As frontend developers, we often face a common bottleneck: the backend API isn’t ready, or it’s unstable.
To keep working, we usually resort to hardcoding data in our components or simulating network delays with setTimeout. While this works temporarily, it creates “technical debt.” When the real API is finally ready, we have to go back, delete the fake code, and wire up the real endpoints.
In our project, we solved this using MSW (Mock Service Worker). While MSW is standard for unit testing, we found it incredibly powerful when integrated directly into our development environment.
The Concept
The idea is simple: don’t fake the component logic; intercept the network request.
MSW works by using a Service Worker to intercept HTTP requests. If the request matches a defined handler, MSW returns a mocked response. To your application, it looks exactly like a real network call.
The best part? We use the exact same mock handlers for our Vitest unit tests and our local development server.
How We Implemented It
Here is a look at how we integrated MSW into our React application efficiently.
1. The Entry Point (main.tsx)
Performance is key. We do not want MSW code in our production bundle. We use a dynamic import to lazy-load the worker only when specific environment variables are set.
import { StrictMode } from "react";
import { createRoot } from "react-dom/client";
import { IS_DEV_ENV, IS_MSW_ENABLED } from "@/constants";
import App from "./App";
const initApp = async () => {
// Only start the worker if we are in Dev and MSW is enabled
if (IS_DEV_ENV && IS_MSW_ENABLED) {
// Dynamic import ensures this code is tree-shaken out of production
const { worker } = await import("@/tests/browser");
await worker.start();
}
const container = document.getElementById("root") as HTMLElement;
const root = createRoot(container);
root.render(
<StrictMode>
<App />
</StrictMode>,
);
};
initApp();
2. Selective Interception (browser.ts)
In a real-world scenario, you rarely mock everything. You might want to mock a new feature while letting other requests hit the real API.
We created a “Middleware” handler that sits at the top of our handler list. It acts as a gatekeeper, deciding which requests should be mocked and which should go to the real internet.
import { MSW_ENDPOINTS_TO_INTERCEPT } from "@/constants";
import { http, passthrough, setupWorker } from "msw/browser";
import fallbackHandlers from "./server/handlers";
const handlers = [
// The Gatekeeper Handler
http.all("*", ({ request }) => {
// 1. Always allow external services (like Sentry) to pass through
if (request.url.includes("sentry.your-company.com")) {
return passthrough();
}
// 2. Check if the URL is in our "Intercept List"
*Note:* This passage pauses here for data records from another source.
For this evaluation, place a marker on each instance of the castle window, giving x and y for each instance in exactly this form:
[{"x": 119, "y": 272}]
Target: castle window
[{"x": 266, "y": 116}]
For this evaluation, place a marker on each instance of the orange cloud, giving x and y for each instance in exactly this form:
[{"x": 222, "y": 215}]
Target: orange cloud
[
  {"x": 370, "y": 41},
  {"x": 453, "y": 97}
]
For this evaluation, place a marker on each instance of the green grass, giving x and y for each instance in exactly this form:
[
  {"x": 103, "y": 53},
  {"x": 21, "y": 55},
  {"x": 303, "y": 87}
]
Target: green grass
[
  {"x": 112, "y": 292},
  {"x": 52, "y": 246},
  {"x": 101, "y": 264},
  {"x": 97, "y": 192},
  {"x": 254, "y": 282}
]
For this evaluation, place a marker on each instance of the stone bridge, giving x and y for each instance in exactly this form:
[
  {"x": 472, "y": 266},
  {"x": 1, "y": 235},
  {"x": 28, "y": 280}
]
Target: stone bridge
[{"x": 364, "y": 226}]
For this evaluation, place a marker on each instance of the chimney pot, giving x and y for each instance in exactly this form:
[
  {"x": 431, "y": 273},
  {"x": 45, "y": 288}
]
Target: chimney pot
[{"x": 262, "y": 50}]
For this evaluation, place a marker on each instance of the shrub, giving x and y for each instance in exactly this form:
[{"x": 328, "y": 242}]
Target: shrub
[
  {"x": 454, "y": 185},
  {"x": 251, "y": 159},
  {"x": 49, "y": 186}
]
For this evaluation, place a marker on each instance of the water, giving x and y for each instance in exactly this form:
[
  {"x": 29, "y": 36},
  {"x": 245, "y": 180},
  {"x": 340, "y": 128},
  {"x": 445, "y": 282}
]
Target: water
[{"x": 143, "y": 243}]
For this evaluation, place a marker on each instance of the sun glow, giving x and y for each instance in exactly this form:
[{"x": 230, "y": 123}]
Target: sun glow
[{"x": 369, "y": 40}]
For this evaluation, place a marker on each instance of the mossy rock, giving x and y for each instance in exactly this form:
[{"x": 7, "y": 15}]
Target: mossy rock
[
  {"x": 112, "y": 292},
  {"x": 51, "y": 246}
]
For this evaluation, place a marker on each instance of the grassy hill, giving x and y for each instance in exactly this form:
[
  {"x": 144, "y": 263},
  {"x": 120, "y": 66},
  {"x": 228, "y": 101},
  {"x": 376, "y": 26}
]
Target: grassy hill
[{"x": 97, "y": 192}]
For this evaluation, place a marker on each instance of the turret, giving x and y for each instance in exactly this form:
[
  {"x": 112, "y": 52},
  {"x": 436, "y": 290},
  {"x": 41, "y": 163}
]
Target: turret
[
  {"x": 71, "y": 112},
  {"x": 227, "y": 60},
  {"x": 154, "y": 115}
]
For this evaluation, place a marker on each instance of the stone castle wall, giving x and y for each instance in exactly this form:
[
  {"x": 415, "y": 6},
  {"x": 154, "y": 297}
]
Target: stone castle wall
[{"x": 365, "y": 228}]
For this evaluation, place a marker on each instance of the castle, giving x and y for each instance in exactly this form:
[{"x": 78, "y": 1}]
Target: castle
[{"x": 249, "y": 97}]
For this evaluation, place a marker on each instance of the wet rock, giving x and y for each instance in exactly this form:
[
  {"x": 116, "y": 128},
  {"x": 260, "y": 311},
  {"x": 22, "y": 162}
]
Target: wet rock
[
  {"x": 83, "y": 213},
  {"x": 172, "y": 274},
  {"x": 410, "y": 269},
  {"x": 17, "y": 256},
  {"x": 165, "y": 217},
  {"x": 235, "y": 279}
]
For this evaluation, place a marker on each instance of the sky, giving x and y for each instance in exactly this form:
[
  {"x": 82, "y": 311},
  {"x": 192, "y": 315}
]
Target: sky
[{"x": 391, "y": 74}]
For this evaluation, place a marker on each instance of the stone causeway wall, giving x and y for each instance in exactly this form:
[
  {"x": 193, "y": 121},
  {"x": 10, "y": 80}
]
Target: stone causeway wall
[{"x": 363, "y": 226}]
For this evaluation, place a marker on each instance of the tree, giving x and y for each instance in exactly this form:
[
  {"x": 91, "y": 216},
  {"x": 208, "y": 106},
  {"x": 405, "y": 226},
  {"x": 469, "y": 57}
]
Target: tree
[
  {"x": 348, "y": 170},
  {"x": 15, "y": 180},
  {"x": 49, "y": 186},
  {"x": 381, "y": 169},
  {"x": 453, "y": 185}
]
const isTargeted = MSW_ENDPOINTS_TO_INTERCEPT.some((url) =>
request.url.includes(url)
);
// 3. If it's NOT targeted, let it pass through to the real server
if (!isTargeted) {
return passthrough();
}
// 4. If we are here, we want to mock it.
// We return nothing so MSW continues to the specific handlers below.
return;
}),
// Spread our actual feature handlers
...fallbackHandlers,
];
export const worker = setupWorker(...handlers);
3. Dynamic Responses
One major advantage of this approach is simulating edge cases. We created a controller helper that allows us to force specific states (like “Error 500” or “Empty List”) without changing code.
In our handlers:
http.get(`${API_URL}features`, () => {
// Check the global test state
const status = getEndpointStatus();
if (status === "error") {
return new HttpResponse(null, { status: 500 });
}
// Return happy path data...
});
The Workflow
We control this behavior using .env.local variables. This makes it very easy to switch contexts without touching the code.
When we start a new feature, we define the route we want to build:
VITE_MSW_ENABLED=true
VITE_MSW_ENDPOINTS_TO_INTERCEPT=/my-new-feature
Now, fetch('/my-new-feature') returns our mock data immediately. The rest of the app continues to fetch data from the real backend. When the backend team finishes their work, we just remove that endpoint from the env variable, and the app automatically switches to the real API.
Conclusion
By moving mocks out of components and into the network layer, we:
- Reuse code: The same mocks power our Vitest suite and our manual testing.
- Develop faster: We aren’t blocked by backend availability.
- Keep code clean: No temporary hardcoded data in React components.
If you haven’t tried MSW in the browser yet, give it a shot. It bridges the gap between testing and development beautifully.